Oui, le proletariat doit disparaitre; mais je ne suis pas de ceux qui pensent que la propriete disparaitra. Savez-vous, si la propriete etait frappee, ce qui serait tue? Ce serait le travail.

Car, qu'est-ce que c'est que le travail? C'est l'element generateur de la propriete. Et qu'est-ce que c'est que la propriete? C'est le resultat du travail. (Oui! oui!) Il m'est impossible de comprendre la maniere dont certains socialistes ont pose cette question. Ce que je veux, ce que j'entends, c'est que l'acces de la propriete soit rendu facile a l'homme qui travaille, c'est que l'homme qui travaille soit sacre pour celui qui ne travaille plus. Il vient une heure ou l'on se repose. Qu'a l'heure ou l'on se repose, on se souvienne de ce qu'on a souffert lorsqu'on travaillait, qu'on s'en souvienne pour ameliorer sans cesse le sort des travailleurs! Le but d'une societe bien faite, le voici: elargir et adoucir sans cesse la montee, autrefois si rude, qui conduit du travail a la propriete, de la condition penible a la condition heureuse, du proletariat a l'emancipation, des tenebres ou sont les esclaves a la lumiere ou sont les hommes libres. Dans la civilisation vraie, la marche de l'humanite est une ascension continuelle vers la lumiere et la liberte! (Acclamation.)

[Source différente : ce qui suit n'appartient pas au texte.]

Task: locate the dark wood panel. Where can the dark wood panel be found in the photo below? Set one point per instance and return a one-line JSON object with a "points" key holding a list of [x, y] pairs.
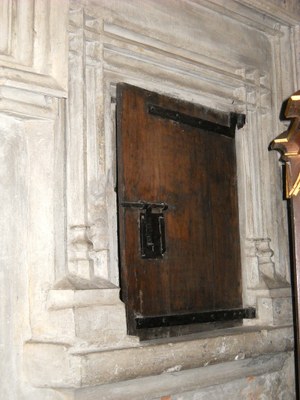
{"points": [[194, 172]]}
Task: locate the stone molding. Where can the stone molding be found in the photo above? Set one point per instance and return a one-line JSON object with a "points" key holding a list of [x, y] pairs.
{"points": [[33, 46], [88, 367]]}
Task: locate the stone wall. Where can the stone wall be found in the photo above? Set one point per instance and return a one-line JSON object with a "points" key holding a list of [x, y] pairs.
{"points": [[62, 324]]}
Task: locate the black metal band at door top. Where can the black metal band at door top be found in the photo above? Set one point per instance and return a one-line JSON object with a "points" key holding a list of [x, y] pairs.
{"points": [[234, 120], [195, 318]]}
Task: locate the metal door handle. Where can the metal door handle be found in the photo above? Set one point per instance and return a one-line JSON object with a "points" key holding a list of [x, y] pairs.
{"points": [[144, 205]]}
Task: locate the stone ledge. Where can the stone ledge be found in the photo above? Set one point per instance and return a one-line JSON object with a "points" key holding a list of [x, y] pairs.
{"points": [[60, 366], [68, 298], [173, 383]]}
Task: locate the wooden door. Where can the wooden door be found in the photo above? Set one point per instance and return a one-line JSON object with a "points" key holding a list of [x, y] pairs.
{"points": [[176, 169]]}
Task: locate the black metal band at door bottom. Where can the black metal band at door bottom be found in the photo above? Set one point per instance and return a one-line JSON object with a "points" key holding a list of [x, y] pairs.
{"points": [[195, 318]]}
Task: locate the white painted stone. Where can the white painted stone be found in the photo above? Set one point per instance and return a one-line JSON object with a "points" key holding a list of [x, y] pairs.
{"points": [[62, 324]]}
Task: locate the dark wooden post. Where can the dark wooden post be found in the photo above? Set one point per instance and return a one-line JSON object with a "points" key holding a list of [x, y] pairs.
{"points": [[288, 144]]}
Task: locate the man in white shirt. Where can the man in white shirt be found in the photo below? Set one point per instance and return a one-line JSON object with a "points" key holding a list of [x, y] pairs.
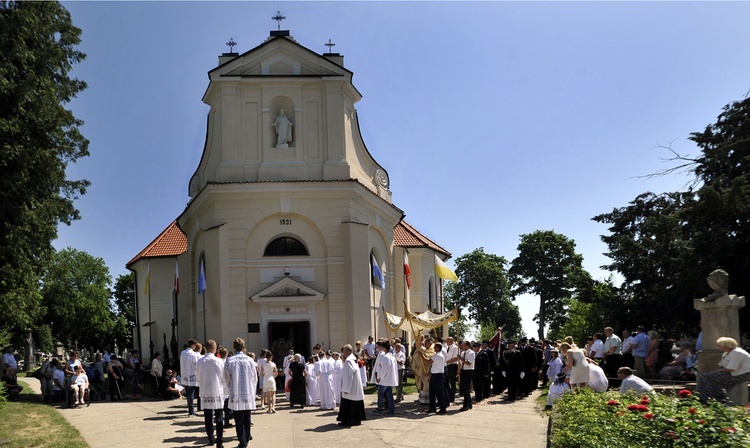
{"points": [[241, 376], [467, 373], [352, 409], [370, 353], [400, 358], [9, 361], [627, 349], [597, 348], [437, 381], [451, 358], [385, 373], [209, 371], [323, 372], [631, 382], [188, 360], [612, 352], [156, 368]]}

M. PAULIN n'a jamais songe a attaquer les sentiments de M. Victor Hugo, mais il aurait voulu entendre sortir de sa bouche le grand mot, Association, le mot qui sauvera la republique et fera des hommes une famille de freres. (On applaudit.)

M. VICTOR HUGO. – Ici encore, a beaucoup d'egards, nous pouvons nous entendre. Je n'attache pas aux mots autant d'efficacite que vous. Je ne crois pas qu'il soit donne a un mot de sauver le monde; cela n'est donne qu'aux choses, et, entre les choses, qu'aux idees. (C'est vrai! tres bien!)

Je prends donc l'association, non comme un mot, mais comme une idee, et je vais vous dire ce que j'en pense.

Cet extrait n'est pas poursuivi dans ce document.